Although Blue Dogwood is historically an in-person marketplace, Bright said, COVID-19 caused it to shift to more of a commissary kitchen model, where it brings in businesses that are focused on takeout. 

The three permanent vendors, Big Belly Que, Rumi Persian Cafe and Vegan Flava Cafe, have also been able to stay at the market during the pandemic. 

Piedmont Pennies is a new addition. Founded by Kenan-Flagler Business School MBA candidate Becca Jordan Wright, Piedmont Pennies launched in August and has been at Blue Dogwood since September, using their kitchen to bake the cheesy, straw-like snacks.

“I came across Blue Dogwood because it’s a convenient location and also I like the idea of being with other food vendors and food stalls and just learning from them and kind of having a community within the space,” Wright said. 

Wright works in the kitchen at nights a couple of days a week, adding to the multifaceted nature of Blue Dogwood’s space.
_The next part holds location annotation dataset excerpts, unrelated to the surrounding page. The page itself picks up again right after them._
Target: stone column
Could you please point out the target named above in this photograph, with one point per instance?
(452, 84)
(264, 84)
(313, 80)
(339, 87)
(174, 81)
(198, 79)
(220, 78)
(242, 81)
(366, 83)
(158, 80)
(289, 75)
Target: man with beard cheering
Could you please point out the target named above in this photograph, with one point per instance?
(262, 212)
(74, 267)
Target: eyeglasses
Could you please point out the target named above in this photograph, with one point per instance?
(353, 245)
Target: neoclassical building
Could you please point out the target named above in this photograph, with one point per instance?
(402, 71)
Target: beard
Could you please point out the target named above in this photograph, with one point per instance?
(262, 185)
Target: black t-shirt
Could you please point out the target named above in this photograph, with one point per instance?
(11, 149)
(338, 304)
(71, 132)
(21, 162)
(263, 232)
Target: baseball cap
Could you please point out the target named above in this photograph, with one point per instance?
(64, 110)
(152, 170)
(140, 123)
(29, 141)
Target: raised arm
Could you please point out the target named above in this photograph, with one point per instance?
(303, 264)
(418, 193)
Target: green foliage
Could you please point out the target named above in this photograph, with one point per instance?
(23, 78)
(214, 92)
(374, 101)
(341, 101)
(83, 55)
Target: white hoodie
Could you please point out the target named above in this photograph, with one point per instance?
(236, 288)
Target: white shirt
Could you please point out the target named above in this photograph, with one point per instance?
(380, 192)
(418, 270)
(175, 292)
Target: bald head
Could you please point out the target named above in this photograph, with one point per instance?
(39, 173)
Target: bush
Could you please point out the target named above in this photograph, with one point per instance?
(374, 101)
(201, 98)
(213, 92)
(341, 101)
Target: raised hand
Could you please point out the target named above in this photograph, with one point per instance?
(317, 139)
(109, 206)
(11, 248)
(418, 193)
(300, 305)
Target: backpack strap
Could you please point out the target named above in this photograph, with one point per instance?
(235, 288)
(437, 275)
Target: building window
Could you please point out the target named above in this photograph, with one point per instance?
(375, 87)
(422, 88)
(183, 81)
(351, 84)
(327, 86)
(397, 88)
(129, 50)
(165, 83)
She said that although starting a business during the pandemic made her nervous, she knew that her Pennies could bring smiles to people during this uncertainty.

Similarly, Goodness Cooks doesn’t have a restaurant space – they only need the kitchen. This has helped them avoid the hardship of dealing with closings and capacity limitations due to the pandemic.
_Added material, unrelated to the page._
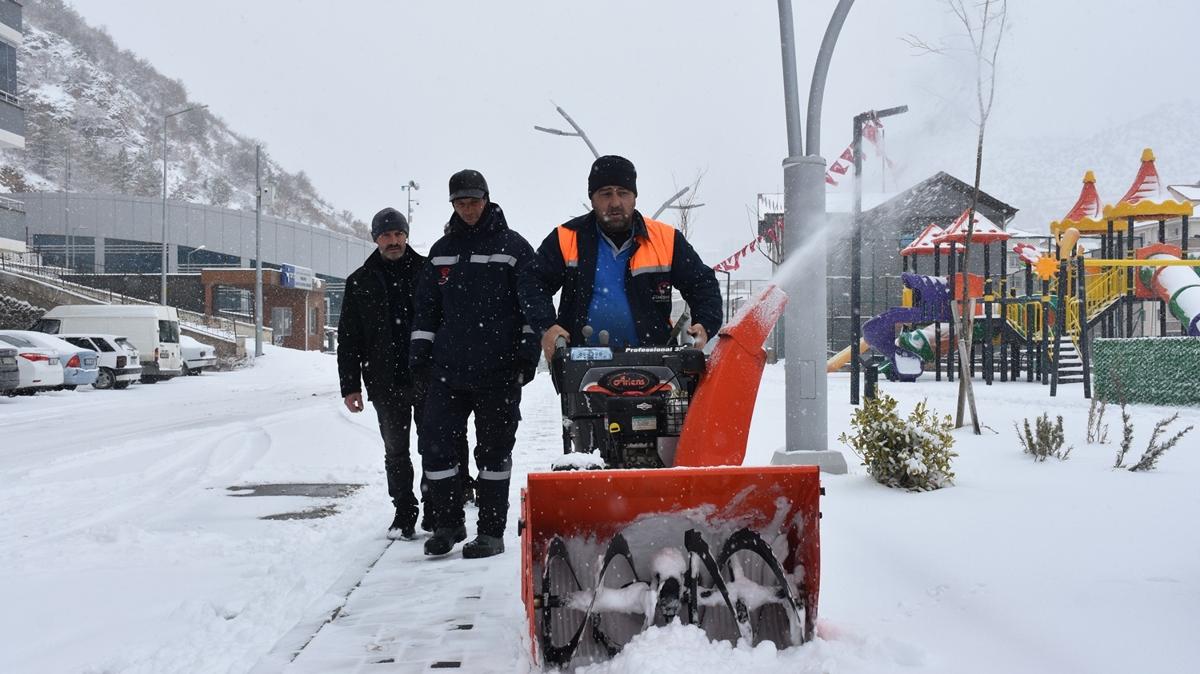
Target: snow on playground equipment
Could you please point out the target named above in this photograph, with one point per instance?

“We’re almost sort of like tunneling under all of that fluctuation,” McGee said. “In a way, we’re not as affected by it.” 

The only change the business had to make was temporarily ending its Eco Program, which involves packaging customers’ food in reusable glass jars. 
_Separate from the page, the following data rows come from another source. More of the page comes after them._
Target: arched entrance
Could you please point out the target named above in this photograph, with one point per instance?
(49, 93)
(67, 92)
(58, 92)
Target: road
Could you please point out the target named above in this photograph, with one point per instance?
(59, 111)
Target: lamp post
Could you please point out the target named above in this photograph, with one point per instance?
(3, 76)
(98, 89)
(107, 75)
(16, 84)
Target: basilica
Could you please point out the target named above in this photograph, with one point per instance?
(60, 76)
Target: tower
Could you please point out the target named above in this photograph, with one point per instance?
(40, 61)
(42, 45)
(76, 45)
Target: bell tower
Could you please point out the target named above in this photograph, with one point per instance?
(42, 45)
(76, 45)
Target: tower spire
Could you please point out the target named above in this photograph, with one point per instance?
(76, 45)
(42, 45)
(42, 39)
The health department has since let them bring the program back. 

They also don’t have to worry much about food waste, like a normal restaurant might, because they only buy ingredients for the orders they have each week.

Their promise of gluten- and dairy-free meals and locally sourced, organic ingredients has attracted a loyal base of customers who rely on them for meals.

“And that’s what we want,” Jacobs said. “To see people resting back a little bit in the week knowing that, OK, I’ve got a really busy week ahead, but Goodness Cooks is going to come and nourish me for these three days, so I’ve got that covered.”

Intentional culinary creations

Every week, McGee and Jacobs think carefully about the menu items they put together for their customers. During the week of the election, they put extra thought toward comfort and familiarity. 

“We’re starting with roasted potatoes and rosemary, just something like, so kind of comforting and grounding and homey,” Jacobs said. “Everyone loves roasted potatoes.”

They included the customer favorite oven-baked thyme, lemon and garlic chicken dish, easily-digestible soups and pumpkin bread. They always include one soup dish on their menu, but they added another after McGee got a text from her mom asking them to include something extra comforting for customers to reach for during a stressful time. 

As another comfort, they added a chai latte to the menu, “spiked” with reishi mushroom, which Jacobs said helps with sleep. 

For McGee and Jacobs, the act of cooking is a special part of the process. Hovering over each product as if it’s their child, the pair work carefully to make sure every dish they create is perfect.

“Every time that I cook or handle a vegetable, I am absolutely blown away by the power of taste and the variety of taste and how nourishment feels,” Jacobs said. “And that brings me a lot of joy, creating and knowing that the food is going to be reached to a wide variety of people, and they’re going to be nourished by these ingredients that comes from, a lot of it coming from North Carolina soil, and farmers that we know.”

Because Blue Dogwood is closed to the public on Mondays and Tuesdays, Goodness Cooks are the only ones there, leaving plenty of socially distanced space for them to prepare meals.

On Mondays and Tuesdays, one employee helps McGee and Jacobs cook while McGee’s mom helps package the meals. Then on Tuesday evenings, customers arrive in the parking lot for the best friend chefs to carefully place the meals in their trunks. Later, another employee helps clean up. 

When McGee and Jacobs finish cooking, they compost their food scraps and take it to their friend, who has a large garden, every week.

“Knowing that all that waste, all that food waste, is going to be turned into a rich compost to then create more vegetables is such a wonderful feeling,” Jacobs said.